Germany’s biggest lender Deutsche Bank (DBK) is on investors’ radars once again - but for all the wrong reasons. Its well-publicised problems have once against raised questions regarding the health of the European banking system. But according to Ollie Beckett, fund manager of the TR European Growth Trust (TRG), this presents an opportunity to buy European financial stocks.
“European banks aren’t that bad.” He said problems with Deutsche Bank have pulled down shares prices of European banks and other financials, but there is still value to be had in many of these stocks.
“Nobody wants to touch the financial sector at present,” he said. “When everybody is underweight in European financials and dislikes them, that’s where the opportunity is.”
Speaking to journalists in London yesterday, Beckett explained his reason for backing European financials was due to the strong capital structure of many of these banks.
German Aareal Bank AG (ARL) and Dutch bank Van Lanschot (LANS) were among his preferred stocks. Beckett predicted that Van Lanschot could provide a minimum 8% yield in 2017, supported by the bank’s strong capital ratio. Capital ratio is a measure of a bank’s capital against the risk it takes with its lending. In other words, how much loss can it sustain without running into financial difficulties.
“These banks are giving me healthy returns,” he added.
TR European Growth Trust currently has 15.7% holdings in the financial sector, compared to 12% in the Euromoney Smaller Europe ex UK benchmark. The trust’s largest sector holdings are in industrials and IT, where it has a 39.5% and 17.8% stake representatively.
Beckett also admitted that the trust’s performance was hit by market turbulence, following the Brexit vote. But he said the bought into the market as it dipped and have benefited from the subsequent bounce. However, it would be naïve to presume that the Brexit vote will not have an impact on European investment, Beckett added.
The TR European Growth Trust is currently trading at a discount of 17.6%. It gains 12.8% year to date.

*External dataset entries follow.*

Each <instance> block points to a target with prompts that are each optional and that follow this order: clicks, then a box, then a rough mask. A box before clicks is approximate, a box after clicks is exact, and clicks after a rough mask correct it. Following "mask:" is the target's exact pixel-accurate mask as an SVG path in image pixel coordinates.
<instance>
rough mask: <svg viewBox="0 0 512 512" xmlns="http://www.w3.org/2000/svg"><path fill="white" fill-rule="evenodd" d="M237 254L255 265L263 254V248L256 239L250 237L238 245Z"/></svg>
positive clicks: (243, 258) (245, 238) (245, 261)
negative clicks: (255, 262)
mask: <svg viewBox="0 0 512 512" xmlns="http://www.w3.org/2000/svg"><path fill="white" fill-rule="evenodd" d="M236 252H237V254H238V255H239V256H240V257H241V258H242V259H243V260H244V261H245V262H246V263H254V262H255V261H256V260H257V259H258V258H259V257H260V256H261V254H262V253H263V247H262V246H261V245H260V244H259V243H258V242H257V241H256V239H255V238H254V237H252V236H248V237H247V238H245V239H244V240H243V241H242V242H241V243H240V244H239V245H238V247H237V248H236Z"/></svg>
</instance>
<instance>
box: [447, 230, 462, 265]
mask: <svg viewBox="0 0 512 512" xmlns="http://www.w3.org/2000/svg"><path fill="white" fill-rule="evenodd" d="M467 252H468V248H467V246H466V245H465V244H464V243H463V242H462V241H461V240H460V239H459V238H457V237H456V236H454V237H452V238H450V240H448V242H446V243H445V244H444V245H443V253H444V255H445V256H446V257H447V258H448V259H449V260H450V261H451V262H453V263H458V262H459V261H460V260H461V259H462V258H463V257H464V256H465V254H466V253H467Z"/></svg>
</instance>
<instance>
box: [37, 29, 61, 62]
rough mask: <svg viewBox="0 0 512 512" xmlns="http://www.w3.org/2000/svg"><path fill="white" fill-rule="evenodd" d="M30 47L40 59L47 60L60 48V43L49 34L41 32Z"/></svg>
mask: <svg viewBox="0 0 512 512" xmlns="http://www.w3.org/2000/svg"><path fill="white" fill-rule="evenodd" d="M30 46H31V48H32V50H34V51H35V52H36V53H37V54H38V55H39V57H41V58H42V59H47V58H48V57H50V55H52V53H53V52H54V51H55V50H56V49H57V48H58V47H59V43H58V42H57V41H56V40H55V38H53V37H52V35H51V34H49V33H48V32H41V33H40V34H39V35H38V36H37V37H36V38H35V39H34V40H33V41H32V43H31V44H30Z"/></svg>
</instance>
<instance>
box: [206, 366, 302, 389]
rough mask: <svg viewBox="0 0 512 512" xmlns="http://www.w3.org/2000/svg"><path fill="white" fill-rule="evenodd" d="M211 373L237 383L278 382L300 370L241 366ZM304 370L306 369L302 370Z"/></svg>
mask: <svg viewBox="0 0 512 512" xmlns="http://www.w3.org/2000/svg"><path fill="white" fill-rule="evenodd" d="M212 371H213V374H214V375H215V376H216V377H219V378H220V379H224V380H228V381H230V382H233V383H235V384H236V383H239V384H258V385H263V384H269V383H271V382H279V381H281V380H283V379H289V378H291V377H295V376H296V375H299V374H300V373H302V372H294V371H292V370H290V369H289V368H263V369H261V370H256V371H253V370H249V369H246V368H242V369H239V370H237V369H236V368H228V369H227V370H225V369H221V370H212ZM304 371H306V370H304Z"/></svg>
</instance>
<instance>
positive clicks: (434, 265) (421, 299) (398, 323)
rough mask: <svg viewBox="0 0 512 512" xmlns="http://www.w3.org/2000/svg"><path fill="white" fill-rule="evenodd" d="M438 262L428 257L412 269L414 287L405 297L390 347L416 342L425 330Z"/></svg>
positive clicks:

Issues Surrounding Deutsche Bank and Italian Banking System
In the recent European Banking Authority’s stress test, Deutsche Bank appeared weak relative to the overall European banking system. Its adverse results of 7.8%, is shows the difficult competitive environment faced by German banks. Despite investors’ concerns about the health of Deutsche Bank, the German Chancellor Angela Merkel was reported to rule out providing any state aid for the bank.
However, Beckett said he does not believe Germany will let Deutsche Bank go down – because the country cannot afford to let the bank fail.
Meanwhile, the Italian banking system is also deeply troubled. The Italian banking system is rated poor by Morningstar’s banking system assessment, indicating that it is an unstable system and its banks do not have a competitive advantage over peers operating in the wider European region.
Beckett admitted that there are clearly issues with Deutsche Bank and the Italian banking systems, but if their problems can be resolved, these “cheap” financial stocks will continue to outperform.
Quantitative Easing is Not Going to Last Forever
Low interest rates and quantitative easing in the Eurozone are also continuing to put pressure on the profits of European banks against the backdrop of a weak European economy.
“Quantitative easing is obviously not working. I think Theresa May posed a good question – who exactly is benefitting from QE? I think we will ultimately move away from QE and move towards fiscal policy instead,” he said.
But despite predicting the end of quantitative easing in the UK, Beckett says he doesn’t think it is going to disappear from the European banking system anytime soon.
“I think there are clearly signs of quantitative easing coming to an end in the UK and in the US. But Europe is not quite there yet,” he added.
“Germany does not like quantitative easing or fiscal policy. But time will tell. When quantitative easing comes to an end, financial stocks will look more attractive.”
Do Not Invest in European Smaller Companies For Income
European smaller companies sector is where investors can find growth – which investors cannot get from large companies, said Beckett.
“This explains why many European large cap fund managers come down to this space [small caps]. They are looking for growth and that is going to continue,” he said.
“I know it is a trend that investors are looking for yields as they cannot get it from bank accounts. But don’t invest in European smaller companies for income. This is about capital growth,” Beckett warned.
“It is a weird world. Companies are almost penalised for opening a new warehouse.” Shareholders seem to prefer companies that pay out profits to investors, rather than investing in the business he said. “We need to get away from that – if we want to increase productivity in UK and Europe, we need to invest,” he said.